Kate: *amused* All right. *to Phoenix* What about yourself?
Wright: *smirks, wiping his mouth with his hoodie sleeve* I know I can't beat the challenge... but I can beat her. *and with a wince in advance, he takes his third bite of chili*
Franziska: Wh-what? *watches Phoenix in surprise -- it's clear she's bothered*
Wright: *with food still in his mouth* Wha? I mean what I said. *swallows, and reaches for the milk again*
Franziska: *slams her fist down on the counter top* You stop that this instant, Phoenix Wright! This duel is over!
Wright: No, it's over after I take this last bite. *and he scoops a spoonful and brings it up to his mouth with a smirk*
Franziska: *before that spoonful can reach his lips, Phoenix is interrupted by a strike to his lower arm delivered by Franziska's whip*
Franziska: You-- *two more to his shoulder* --don't have the liberty-- *a big one to his side* --to exercise authority-- *three to his back* --anywhere. Do I make myself clear?! *grabs the end of the whip with a tug*
Wright: *when the first lash flicks against his skin, Phoenix yelps again, in a manner wonderfully reminiscent of the old days. He struggles to move the last bite of chili to his mouth despite that, but the lashes to his shoulder cause him to drop the spoon onto the bar counter. The heavy hit to his side causes him to sprawl onto the counter himself with a heavy thud, and the next four hits are essentially overkill; he'd already passed out at that point. The entire sequence is over in a few moments, and despite the violence is in fact quite humorous to behold-especially when his slumped form slips onto the floor*
Kate: *cross* Hey! What did I say about--
Franziska: *saves her last lash for the bar counter before looping her whip* Don't worry; this won't happen again. *looks down upon Phoenix with irritation...but there's some satisfaction behind that, too* Not unless he needs another reminder.

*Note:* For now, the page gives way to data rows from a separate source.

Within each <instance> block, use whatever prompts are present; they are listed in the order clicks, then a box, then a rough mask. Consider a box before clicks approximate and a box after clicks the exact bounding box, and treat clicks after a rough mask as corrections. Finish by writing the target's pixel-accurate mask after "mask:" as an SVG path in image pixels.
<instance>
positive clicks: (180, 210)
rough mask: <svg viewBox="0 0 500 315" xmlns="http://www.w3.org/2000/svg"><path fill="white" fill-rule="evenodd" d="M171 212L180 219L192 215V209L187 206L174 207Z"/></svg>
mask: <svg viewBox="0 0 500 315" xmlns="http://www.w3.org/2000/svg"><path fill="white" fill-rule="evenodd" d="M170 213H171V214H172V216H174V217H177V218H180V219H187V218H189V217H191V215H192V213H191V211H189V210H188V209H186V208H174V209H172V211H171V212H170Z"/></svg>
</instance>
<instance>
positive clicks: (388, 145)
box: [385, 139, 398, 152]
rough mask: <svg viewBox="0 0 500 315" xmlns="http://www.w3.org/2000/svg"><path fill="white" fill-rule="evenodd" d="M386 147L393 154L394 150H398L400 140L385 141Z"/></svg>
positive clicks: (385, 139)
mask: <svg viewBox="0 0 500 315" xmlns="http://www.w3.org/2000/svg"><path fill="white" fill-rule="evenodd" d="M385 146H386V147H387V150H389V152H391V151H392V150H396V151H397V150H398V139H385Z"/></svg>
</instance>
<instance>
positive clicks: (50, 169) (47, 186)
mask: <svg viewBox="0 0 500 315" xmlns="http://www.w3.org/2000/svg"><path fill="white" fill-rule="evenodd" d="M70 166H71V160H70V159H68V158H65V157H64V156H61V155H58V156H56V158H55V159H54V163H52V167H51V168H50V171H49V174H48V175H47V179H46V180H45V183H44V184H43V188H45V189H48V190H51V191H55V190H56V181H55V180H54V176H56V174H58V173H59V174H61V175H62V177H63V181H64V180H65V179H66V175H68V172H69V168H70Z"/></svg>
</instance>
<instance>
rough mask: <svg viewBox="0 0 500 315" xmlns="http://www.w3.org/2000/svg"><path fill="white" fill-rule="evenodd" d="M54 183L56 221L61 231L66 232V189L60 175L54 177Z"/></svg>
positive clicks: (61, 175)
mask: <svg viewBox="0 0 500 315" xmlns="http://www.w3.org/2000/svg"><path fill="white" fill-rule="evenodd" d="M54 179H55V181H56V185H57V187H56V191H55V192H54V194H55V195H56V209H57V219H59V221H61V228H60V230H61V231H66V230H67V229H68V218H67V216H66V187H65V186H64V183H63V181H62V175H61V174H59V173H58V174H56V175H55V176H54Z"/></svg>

Franziska: *takes out her wallet and hands Kate a twenty dollar bill* You can keep the change. This chili challenge of yours was rather...fun. *walks away with a smile and exits the saloon to return to the cab waiting outside*
Wright: *after a few minutes pass, he groans from his place on the floor. The groan is followed by an expletive... and then a laugh*
Kate: *holds onto the brim of her cowboy hat and peers over the counter top* You all right down there?
Wright: Yeah... ugh, I'm fine. No worries. She left already, huh? *sits up, tugs down his hat... then laughs again* Well, I guess we can call it a tie.